Two motorcycles are traveling due east with different velocities. However, 2.16 seconds later, they have the same velocity. During this 2.16-second interval, motorcycle A has an average acceleration of 1.30 m/s2 due east, while motorcycle B has an average acceleration of 19.4 m/s2 due east. (a) By how much did the speeds differ at the beginning of the 2.16-second interval, and (b) which motorcycle was moving faster?

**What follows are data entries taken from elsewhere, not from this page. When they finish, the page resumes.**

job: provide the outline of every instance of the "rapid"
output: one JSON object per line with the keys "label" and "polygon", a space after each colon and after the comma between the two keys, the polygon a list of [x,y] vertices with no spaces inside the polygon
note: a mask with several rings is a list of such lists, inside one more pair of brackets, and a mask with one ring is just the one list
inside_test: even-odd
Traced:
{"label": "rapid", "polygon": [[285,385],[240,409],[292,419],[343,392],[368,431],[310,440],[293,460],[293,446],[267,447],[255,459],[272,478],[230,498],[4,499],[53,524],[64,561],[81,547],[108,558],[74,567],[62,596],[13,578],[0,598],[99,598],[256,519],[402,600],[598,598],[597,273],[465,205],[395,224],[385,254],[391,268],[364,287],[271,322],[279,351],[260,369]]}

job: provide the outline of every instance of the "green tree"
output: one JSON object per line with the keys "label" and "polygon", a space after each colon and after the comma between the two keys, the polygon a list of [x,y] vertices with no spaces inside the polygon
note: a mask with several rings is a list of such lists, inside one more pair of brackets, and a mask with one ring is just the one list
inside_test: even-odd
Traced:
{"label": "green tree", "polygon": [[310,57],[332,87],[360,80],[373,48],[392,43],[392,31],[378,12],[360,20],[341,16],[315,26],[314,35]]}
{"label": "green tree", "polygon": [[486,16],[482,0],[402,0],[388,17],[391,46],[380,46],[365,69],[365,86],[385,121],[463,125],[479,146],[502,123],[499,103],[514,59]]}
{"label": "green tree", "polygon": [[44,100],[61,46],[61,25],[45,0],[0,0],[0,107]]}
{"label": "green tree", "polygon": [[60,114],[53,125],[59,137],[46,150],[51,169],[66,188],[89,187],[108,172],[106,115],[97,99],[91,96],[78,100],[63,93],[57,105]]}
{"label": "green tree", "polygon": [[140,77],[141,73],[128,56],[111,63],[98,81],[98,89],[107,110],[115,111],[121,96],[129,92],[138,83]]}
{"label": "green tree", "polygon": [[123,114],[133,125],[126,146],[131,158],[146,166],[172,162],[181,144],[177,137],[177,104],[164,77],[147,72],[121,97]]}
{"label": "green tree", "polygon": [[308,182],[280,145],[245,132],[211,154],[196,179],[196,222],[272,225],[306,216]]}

To solve this problem, we need to use the equations of motion. Let's denote the initial velocities of motorcycle A and motorcycle B as V₀A and V₀B, respectively.
(a) To find the difference in speeds at the beginning of the 2.16-second interval, we can use the formula for calculating velocity:
Velocity (V) = Initial Velocity (V₀) + (Acceleration (a) × Time (t))
For motorcycle A:
V₀A = V₀A + (1.30 m/s² × 2.16 s)
Simplifying, we find:
V₀A = V₀A + 2.808 m/s
Similarly, for motorcycle B:
V₀B = V₀B + (19.4 m/s² × 2.16 s)
Simplifying, we find:
V₀B = V₀B + 41.904 m/s
Now, let's subtract the initial velocities to find the difference in speeds:
Difference in speeds = V₀B - V₀A
Difference in speeds = (V₀B + 41.904 m/s) - (V₀A + 2.808 m/s)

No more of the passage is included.